Failing signs of OCR
Parser is a library I have build for splitting A-level question papers and reattaching portions of the a paper according to their question number. It works as expected on a multiple choice question paper which was initially used to build the whole thing -- but it fails with other question papers which is weird since every question paper uses the same format created by Cambridge International Examination.
I initially thought the whole problem is with the detection of question number but it's more like a major issue with the reattachment module which -- is pretty hacked together in my opinion -- it's not really designed to scale but I didn't expect it to be this worse.
I am considering rewriting the entire reattachment module and testing it on a variety of question papers. let's see how it goes.
Okay so I was wrong, the problem is in fact with the detection module (which detects the question numbers from a page), not with the reattachment module. Still looking why is the program overlapping multiple questions. Turns out the hacked-together thing actually works better than the out-sourced library itself.
Update 1
Maybe throwing in the Keras MNIST AI to classify question numbers might do the trick here -- probably better than the OCR library I am using right now. But first, I need to pinpoint that the main problem is really with the OCR and nothing else. Otherwise, I will be spending useless time working on an AI which produces the exact output as this one is currently doing.
Yep, I am pretty sure the problem is with the OCR. The detection module is working well but the OCR library is messing up. So, I am thinking of building an AI that does it for me -- or perhaps hash out my old codes and hack together a simple one.
Update 2
This problem is pretty simple.

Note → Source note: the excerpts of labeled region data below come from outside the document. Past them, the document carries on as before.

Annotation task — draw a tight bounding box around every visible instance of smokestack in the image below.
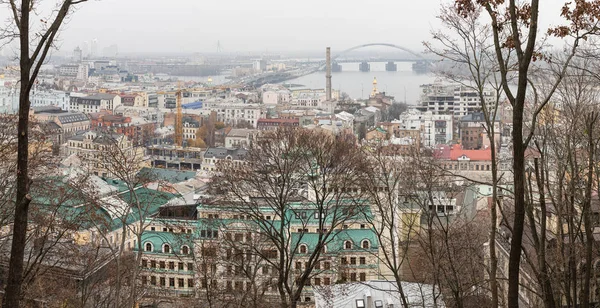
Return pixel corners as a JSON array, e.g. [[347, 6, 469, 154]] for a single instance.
[[325, 47, 331, 101]]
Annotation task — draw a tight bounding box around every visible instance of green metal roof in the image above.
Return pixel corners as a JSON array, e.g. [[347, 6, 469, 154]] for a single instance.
[[139, 167, 196, 184], [142, 231, 194, 254], [292, 229, 379, 253]]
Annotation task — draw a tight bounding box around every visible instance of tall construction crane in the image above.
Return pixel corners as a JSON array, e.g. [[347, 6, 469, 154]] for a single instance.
[[175, 83, 183, 146]]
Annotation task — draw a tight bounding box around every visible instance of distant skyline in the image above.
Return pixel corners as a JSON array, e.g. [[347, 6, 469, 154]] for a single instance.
[[0, 0, 576, 54]]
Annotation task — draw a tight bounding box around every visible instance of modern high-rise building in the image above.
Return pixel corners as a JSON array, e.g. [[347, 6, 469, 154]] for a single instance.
[[73, 46, 83, 63], [90, 39, 99, 57], [417, 83, 494, 120]]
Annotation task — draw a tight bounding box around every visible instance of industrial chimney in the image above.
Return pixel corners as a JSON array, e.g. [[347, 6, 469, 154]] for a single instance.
[[325, 47, 331, 101]]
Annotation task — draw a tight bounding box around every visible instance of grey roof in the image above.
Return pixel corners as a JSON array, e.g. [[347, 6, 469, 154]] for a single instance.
[[227, 128, 258, 138], [84, 93, 117, 99], [58, 112, 89, 124], [313, 280, 446, 308], [31, 106, 67, 113], [204, 147, 247, 160], [460, 112, 500, 122]]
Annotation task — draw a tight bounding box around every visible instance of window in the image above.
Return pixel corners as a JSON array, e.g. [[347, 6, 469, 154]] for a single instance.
[[300, 244, 307, 253], [361, 240, 371, 249]]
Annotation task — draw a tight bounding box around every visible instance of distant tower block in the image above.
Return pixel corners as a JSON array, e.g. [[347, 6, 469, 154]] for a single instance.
[[325, 47, 331, 101], [358, 61, 371, 72], [371, 77, 379, 97], [331, 62, 342, 73], [385, 61, 398, 72]]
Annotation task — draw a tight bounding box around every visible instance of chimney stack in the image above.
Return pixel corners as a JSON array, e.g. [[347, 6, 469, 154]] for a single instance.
[[325, 47, 331, 101]]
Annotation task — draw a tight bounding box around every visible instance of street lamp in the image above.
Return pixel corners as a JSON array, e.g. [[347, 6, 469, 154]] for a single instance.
[[360, 82, 365, 99]]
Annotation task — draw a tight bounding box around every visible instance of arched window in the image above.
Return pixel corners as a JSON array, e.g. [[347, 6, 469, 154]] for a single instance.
[[361, 240, 371, 249], [300, 244, 308, 253]]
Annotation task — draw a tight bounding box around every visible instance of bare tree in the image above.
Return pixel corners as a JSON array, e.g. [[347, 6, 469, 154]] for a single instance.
[[2, 0, 86, 307], [454, 0, 600, 308], [213, 129, 365, 307]]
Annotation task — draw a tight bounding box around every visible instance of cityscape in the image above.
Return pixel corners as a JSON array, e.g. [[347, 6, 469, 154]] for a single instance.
[[0, 0, 600, 308]]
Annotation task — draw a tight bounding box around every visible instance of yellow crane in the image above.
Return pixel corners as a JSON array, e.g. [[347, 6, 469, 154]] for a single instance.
[[175, 82, 183, 146]]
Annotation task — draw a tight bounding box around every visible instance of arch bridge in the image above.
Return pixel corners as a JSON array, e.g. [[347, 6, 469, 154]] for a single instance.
[[319, 43, 433, 72]]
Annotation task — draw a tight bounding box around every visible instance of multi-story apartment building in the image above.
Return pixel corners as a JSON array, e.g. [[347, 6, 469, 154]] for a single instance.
[[141, 202, 379, 305], [390, 110, 453, 147], [202, 99, 263, 128], [225, 128, 258, 148], [58, 64, 89, 81], [202, 148, 247, 171], [30, 106, 91, 144], [434, 144, 492, 179], [0, 78, 19, 113], [29, 87, 70, 110], [256, 119, 300, 130], [417, 83, 495, 119], [69, 93, 121, 113], [119, 93, 146, 107], [459, 112, 502, 150], [62, 131, 143, 178]]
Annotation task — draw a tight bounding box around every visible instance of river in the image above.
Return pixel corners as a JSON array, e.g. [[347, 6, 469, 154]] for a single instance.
[[285, 62, 435, 105]]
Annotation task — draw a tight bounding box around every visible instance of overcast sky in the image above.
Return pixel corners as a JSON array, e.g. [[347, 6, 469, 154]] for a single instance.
[[0, 0, 564, 53]]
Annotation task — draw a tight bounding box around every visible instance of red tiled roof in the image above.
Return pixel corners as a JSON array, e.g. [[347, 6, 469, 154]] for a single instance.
[[434, 144, 492, 161], [257, 119, 300, 123]]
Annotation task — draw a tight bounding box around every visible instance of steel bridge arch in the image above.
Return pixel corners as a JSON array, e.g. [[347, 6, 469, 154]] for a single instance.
[[331, 43, 427, 61]]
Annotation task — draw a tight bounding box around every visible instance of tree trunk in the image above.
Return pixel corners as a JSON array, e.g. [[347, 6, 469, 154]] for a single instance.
[[508, 97, 527, 308], [2, 1, 31, 308]]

Keras documentation already gives a tutorial for building a simple AI which can classify digits which I can use to check whether my detected image has a number in it or not and that way, I don't have to use OCR. Perhaps it might slow down the program but in the long run, this is much more reliable than this OCR library I am using right now.

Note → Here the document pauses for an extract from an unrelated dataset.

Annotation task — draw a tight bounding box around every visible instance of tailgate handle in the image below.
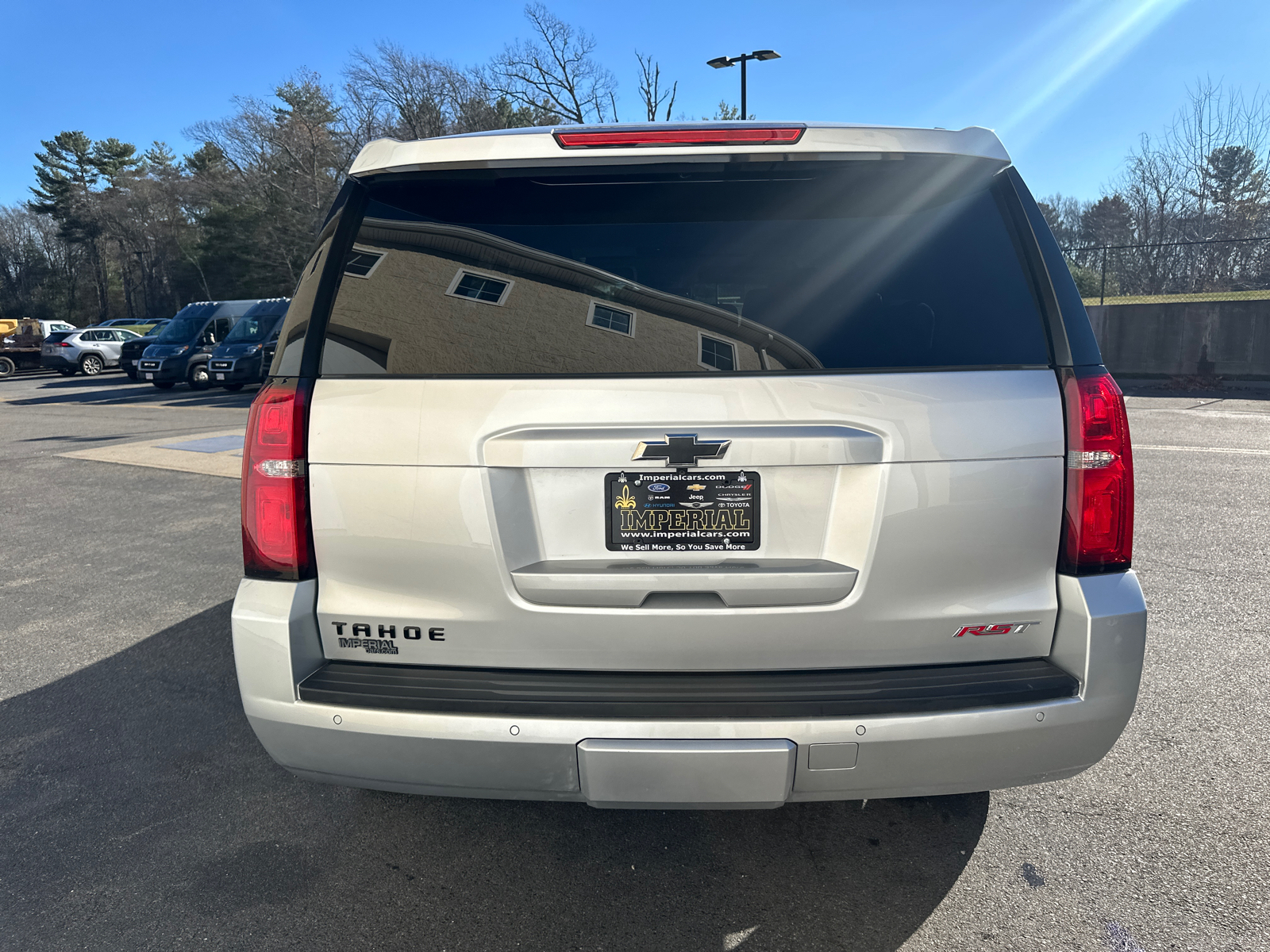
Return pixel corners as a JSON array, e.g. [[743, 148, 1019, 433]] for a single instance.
[[512, 559, 859, 608]]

There is a problem -- we cannot use the MNIST dataset -- which would have made our job a whole lot easier because the digits range from 0 to 9 but we need the upper bound to be at least 100. I guess we can create a dataset for ourself but that is gonna take a lot of time.
Well, I guess I do not see any easier solution than this. I might have to spend another day building the AI. I could not find any resource on the internet which could lead me to my preferred dataset. So, I am going to embark upon building my own -- again.